Gibi soruların cevaplarına ulaşmak için hep beraber biraz tefekküre dalalım…
Zikrullah ekberdir. Ama zikrullahı ruhi gelişim için okuduğumuzda, okumanın kaidelerine uymak zorundayız. Örneğin namaz kılarken namazın şart ve erkânlarına riayet ederek kılarız. Kafamıza göre uydurup kılamayız. Aynen bunun gibi zikirleri okurken de adap ve erkânına uymak zorundayız.
Esmâ-i hüsnâ zikirlerini okuyanların dikkat etmeleri gereken hususların başında ise, Hz. Muhammed Mustafa sallellahu aleyhi ve sellem efendimizin bizlere öğrettiği duaları okuyarak; şeytandan, nefs-i emmâreden, vehimden ve diğer bizim sadrımıza yönlendilirmiş olumsuz zihinsel fikir oklarından korunarak, öylece zikirlere geçmektir.
Bizim hazırladığımız bu kitabın son bölümüne eklediğimiz zikir cetvelinde, Hz. Muhammed Mustafa sallellahu aleyhi ve sellem efendimizin yaptığı bir takım duaları en başa alarak zikir düzenini oluşturduk.
Ayrıca zikredilecek Esmâ-i hüsnâ’lardan önce her esma grubunun başında “ALLAH” ismi okunmalıdır. Allah’ın özellikleri olan kavramların kullanım alanlarının değişkenliği insanlığın hafızalasını istila etmiş durumdadır.
Dünya konjonktürünün yani gelişen dünyevi zevklerin oluşturduğu durum ve şartların ortaya çıkardığı sonuç içerisinde oluşan yaşam kargaşası, insan ruhunu kendisine cezbeder olmuştur. Öylece mutlak yaratıcıdan uzaklaştırıp nefsine muti eylemiştir. Onun için de Allah zikriyle, nefsinden mutlak yaratıcıya doğru yeniden bir yol edinir. Daha sonra da Esmâ-i hüsnâ zikirlerine geçilir.
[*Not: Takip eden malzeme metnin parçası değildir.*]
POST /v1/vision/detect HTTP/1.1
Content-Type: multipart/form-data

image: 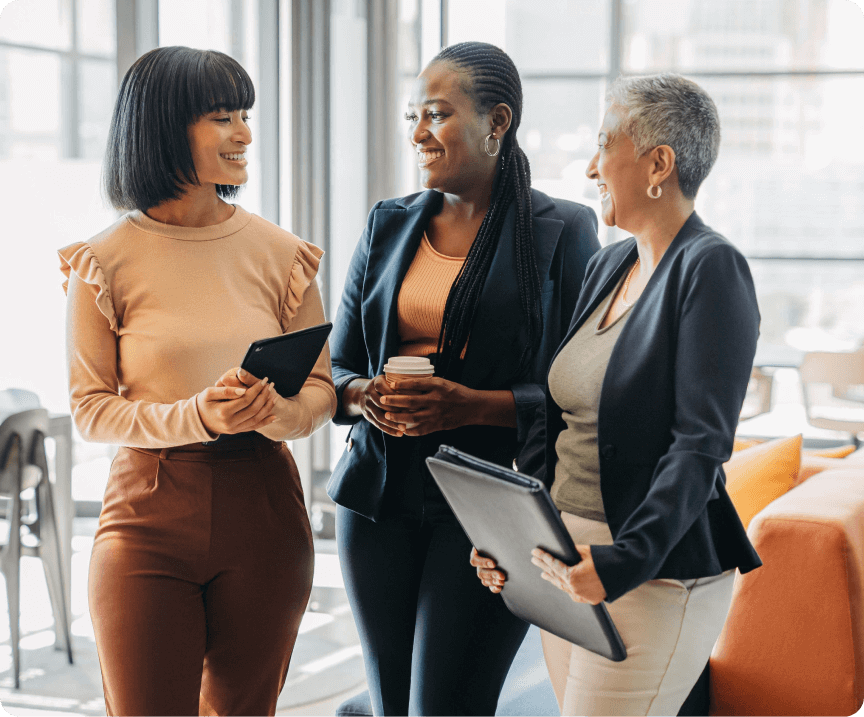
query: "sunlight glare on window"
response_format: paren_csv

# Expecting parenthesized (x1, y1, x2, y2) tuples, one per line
(0, 0, 72, 50)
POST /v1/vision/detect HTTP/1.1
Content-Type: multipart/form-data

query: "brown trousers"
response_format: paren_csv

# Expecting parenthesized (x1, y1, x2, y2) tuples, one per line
(88, 436, 314, 716)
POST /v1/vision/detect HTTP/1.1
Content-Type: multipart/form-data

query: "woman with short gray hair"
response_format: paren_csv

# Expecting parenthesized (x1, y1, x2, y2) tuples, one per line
(472, 73, 762, 715)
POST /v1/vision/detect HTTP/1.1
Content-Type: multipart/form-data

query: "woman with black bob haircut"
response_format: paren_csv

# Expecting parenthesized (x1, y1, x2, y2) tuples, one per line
(104, 45, 252, 210)
(59, 46, 336, 715)
(328, 41, 600, 715)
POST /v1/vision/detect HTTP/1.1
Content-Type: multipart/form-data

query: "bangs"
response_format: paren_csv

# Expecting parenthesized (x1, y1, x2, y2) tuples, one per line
(185, 50, 255, 119)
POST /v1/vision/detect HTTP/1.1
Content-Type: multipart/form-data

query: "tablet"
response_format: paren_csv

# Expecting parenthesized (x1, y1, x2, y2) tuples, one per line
(239, 322, 332, 399)
(426, 445, 626, 662)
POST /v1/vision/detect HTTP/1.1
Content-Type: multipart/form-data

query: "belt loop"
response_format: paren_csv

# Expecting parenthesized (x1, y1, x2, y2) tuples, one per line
(159, 447, 170, 459)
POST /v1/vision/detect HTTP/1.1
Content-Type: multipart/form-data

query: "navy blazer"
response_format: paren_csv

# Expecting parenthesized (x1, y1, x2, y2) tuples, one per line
(519, 212, 763, 603)
(328, 188, 600, 521)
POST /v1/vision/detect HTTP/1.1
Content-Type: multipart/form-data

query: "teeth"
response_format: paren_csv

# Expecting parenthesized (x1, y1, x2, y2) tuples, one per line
(417, 150, 444, 161)
(221, 153, 245, 160)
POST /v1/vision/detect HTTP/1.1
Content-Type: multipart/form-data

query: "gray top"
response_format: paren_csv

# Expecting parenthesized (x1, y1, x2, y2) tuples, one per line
(547, 273, 633, 521)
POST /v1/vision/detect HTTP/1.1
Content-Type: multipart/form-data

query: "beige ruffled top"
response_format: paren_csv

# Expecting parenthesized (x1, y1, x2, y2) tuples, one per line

İnsanlık şuuru, dünya üzerinde oluşan ve Allah ile irtibattan çok nefsiyle etkileşimde bulunan kişilerin şuursal dalgalarının yaydığı ruhsal titreşimler, her an insanların sadrına ulaşmakta ve gönül dünyalarını bulandırmaktadır.
Bu hususa Nas suresinin 5. Ve 6. ayetlerinde şöyle işaret eder; [“İnsanların kalplerine üfleyen o sinsi şeytanın.” “Ki o, cinlerden de olur, insanlardan da.”] Zikri yapılan Esmâ-i hüsnâ okumalarından önce korunma duaları ve Allah zikri okunmazsa, kişi bu olumsuz etkileşimlere maruz kalır. Bu ise kişiyi derde, kedere ve bilinmezliğe sürükler.
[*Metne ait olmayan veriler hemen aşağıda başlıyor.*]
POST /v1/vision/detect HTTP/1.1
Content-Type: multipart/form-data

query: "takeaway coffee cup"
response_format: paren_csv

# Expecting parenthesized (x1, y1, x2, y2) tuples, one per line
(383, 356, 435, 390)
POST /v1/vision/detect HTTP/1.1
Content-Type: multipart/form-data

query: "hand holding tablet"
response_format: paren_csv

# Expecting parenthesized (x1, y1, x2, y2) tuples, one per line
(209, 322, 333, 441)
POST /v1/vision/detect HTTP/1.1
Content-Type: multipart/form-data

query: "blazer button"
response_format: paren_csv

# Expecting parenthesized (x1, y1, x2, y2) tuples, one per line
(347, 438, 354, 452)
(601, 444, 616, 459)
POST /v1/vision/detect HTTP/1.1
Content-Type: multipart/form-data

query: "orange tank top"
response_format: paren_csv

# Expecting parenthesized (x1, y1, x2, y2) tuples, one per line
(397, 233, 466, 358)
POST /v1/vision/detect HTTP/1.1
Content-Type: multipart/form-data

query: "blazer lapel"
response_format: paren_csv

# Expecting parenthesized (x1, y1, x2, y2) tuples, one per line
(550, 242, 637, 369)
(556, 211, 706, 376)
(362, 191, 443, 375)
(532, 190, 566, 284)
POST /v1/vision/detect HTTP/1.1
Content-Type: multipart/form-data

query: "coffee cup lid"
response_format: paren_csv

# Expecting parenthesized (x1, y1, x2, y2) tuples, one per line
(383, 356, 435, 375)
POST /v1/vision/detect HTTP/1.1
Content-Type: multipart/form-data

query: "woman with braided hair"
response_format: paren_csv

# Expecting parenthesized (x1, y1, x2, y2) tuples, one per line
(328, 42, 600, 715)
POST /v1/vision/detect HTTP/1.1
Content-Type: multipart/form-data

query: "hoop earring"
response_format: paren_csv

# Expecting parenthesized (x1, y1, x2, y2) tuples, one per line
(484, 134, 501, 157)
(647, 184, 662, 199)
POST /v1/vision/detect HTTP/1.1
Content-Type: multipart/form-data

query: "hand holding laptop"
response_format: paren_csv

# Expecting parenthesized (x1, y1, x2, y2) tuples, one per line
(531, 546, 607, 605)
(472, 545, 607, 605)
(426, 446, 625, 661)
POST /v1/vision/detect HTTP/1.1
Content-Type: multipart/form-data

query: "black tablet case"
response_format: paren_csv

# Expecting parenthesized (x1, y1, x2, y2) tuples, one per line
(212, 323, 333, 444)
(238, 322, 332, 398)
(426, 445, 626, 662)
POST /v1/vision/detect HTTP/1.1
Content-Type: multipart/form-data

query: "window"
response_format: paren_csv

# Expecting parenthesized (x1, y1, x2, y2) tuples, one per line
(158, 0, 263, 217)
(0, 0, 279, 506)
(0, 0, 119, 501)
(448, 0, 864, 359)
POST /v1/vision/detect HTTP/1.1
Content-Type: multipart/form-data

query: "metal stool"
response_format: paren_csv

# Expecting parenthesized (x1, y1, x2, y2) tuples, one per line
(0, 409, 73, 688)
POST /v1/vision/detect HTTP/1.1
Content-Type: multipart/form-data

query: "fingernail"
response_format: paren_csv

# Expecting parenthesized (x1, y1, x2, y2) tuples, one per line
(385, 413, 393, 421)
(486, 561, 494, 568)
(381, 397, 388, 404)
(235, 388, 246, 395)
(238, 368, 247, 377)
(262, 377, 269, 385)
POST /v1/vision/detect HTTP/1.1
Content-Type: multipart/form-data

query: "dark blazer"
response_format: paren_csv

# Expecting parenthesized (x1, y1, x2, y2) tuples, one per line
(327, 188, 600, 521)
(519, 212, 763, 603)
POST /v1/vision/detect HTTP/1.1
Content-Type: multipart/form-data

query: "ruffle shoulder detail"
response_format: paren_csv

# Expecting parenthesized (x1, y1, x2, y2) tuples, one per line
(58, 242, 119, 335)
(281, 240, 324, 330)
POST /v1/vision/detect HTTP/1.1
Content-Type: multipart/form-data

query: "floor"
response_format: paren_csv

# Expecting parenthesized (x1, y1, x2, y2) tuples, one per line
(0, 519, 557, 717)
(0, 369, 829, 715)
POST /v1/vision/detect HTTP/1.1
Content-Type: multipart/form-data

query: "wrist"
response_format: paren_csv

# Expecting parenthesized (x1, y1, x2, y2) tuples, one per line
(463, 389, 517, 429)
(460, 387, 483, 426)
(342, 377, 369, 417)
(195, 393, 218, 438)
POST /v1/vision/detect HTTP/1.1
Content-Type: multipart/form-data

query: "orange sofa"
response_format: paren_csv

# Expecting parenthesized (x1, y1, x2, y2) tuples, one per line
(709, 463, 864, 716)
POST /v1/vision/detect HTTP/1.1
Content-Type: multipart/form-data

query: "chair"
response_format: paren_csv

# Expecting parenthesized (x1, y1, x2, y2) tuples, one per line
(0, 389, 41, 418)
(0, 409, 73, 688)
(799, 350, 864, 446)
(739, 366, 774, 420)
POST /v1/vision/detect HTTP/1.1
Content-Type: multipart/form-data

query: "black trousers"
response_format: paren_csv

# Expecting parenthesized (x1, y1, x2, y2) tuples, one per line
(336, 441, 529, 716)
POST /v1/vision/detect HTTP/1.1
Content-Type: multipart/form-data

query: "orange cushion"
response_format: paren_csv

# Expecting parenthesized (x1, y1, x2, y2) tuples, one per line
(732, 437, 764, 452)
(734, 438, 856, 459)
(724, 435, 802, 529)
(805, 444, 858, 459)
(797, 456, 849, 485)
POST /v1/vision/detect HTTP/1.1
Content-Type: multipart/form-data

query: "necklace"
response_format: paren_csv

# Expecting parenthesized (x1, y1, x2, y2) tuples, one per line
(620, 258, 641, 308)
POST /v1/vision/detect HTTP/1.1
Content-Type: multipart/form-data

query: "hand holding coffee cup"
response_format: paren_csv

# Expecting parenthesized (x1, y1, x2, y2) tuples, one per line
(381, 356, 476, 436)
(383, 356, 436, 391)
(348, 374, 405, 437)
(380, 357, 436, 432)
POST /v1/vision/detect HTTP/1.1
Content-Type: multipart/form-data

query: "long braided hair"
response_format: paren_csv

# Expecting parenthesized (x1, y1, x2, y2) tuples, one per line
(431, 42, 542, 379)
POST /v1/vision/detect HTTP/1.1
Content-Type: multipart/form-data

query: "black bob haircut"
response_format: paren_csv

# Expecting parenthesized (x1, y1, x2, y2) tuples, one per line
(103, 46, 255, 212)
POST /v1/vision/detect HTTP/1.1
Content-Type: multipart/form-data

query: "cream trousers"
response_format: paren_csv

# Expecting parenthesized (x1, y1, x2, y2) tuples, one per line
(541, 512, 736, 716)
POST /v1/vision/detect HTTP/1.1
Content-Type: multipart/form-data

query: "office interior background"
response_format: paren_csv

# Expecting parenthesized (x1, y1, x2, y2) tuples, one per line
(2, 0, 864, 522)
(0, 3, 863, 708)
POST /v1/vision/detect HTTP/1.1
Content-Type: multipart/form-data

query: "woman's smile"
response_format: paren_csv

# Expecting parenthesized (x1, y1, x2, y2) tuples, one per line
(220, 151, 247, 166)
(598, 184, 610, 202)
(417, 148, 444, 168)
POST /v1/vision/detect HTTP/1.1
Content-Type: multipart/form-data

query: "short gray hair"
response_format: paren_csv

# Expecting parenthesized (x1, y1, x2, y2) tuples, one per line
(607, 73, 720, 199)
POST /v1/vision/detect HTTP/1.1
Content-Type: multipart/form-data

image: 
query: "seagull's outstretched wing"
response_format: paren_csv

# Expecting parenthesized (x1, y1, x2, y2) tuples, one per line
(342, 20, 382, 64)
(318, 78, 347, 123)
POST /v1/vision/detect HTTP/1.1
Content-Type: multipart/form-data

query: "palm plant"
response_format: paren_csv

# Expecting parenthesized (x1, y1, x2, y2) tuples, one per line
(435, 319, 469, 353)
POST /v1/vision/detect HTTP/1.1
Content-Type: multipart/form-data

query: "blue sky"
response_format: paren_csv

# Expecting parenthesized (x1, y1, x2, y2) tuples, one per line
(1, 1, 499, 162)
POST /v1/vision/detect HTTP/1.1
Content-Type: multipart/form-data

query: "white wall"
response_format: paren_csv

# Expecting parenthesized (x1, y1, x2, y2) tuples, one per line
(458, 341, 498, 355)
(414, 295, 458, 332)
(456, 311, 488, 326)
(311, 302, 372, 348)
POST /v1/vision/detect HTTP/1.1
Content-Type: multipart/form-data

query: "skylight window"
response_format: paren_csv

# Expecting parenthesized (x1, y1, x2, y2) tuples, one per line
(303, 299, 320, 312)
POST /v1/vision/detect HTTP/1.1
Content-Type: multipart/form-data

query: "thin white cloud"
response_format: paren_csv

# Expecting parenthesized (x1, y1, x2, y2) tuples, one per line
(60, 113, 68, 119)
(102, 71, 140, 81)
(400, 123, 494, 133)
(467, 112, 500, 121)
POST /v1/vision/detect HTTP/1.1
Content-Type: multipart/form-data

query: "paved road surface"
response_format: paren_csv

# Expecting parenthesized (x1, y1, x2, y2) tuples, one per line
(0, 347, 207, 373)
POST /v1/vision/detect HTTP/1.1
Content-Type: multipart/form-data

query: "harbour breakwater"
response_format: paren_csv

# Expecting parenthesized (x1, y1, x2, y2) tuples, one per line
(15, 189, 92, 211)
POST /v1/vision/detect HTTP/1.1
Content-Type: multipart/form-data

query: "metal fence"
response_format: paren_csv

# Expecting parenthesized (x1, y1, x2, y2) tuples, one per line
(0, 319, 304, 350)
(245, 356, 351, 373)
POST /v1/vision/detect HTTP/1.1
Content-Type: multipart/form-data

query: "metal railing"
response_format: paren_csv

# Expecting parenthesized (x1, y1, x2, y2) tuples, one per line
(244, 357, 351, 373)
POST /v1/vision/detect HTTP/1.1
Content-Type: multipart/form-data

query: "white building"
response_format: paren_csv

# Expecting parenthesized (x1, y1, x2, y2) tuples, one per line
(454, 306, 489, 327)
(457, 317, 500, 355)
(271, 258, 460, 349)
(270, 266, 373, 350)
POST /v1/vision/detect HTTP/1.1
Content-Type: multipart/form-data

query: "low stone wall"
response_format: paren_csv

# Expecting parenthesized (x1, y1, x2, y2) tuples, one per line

İşte tüm dışsal baskıları devre dışı edip zihinde canlanacak mananın Allah’a aidiyetini nefse ve bilince aktarmak için, her Esmâ-i hüsnâ zikrinin evvelinde Allah zikrini yapmak şarttır. İnsan bilincinin rahman olan Allah ile iletişimde olması için zikir okunması gerekir. Zira zikir, tefekkürü doğurur. Zikir ve tefekkür beraber geliştiğinde ise, şükrü oluşur. İşte tüm kitaplarda yazılanlar, tefekkür melekemizi yüceltmek içindir.
Eğer zikir olmazsa, tüm okuduklarını afakta seyre kalkışıp enfusunda seyretmeyi unutursun. Bu fıtri bir husustur ki ötesi mevcut değildir. İşte zikir, nefsanî olan seyr-i sülûkü tamamlamak için şarttır. Zikrin sonucu kişide oluşan tefekkürle enfusi şükür kişiden bizzat açığa çıkar. Öylece afakî bakışın önündeki perdeler teker teker açılır. Öylece seyr-i sülûk yolunda hedefe ulaşılmış olur. İşte seyr-i sülûkü tamamlamak için, yani enfusi seyre dalıp afaka öylece nazar edebilmek için, zikir yapmak şarttır. Yoksa tüm hitaplar temennide kalacak ve hayat bulamayacaktır.
Şöyle OL, böyle OL, kalbinde şunu hissederek huzurlu OL, dürüst OL, rahmetli OL vs vs vs gibi birçok tavsiyeleri duyarız. Garibanım bakiyor ki “OL”muyor boşveriyor. Önce onun “OL”ması için gerekeni anlat. “OL”mak için gerekli zikirleri öner, bak bakalım nasıl “OL”uyor. Şöyle böyle OL demekle OL”unmuyor maalesef. Evet, “OL”mak için zikir şarttır.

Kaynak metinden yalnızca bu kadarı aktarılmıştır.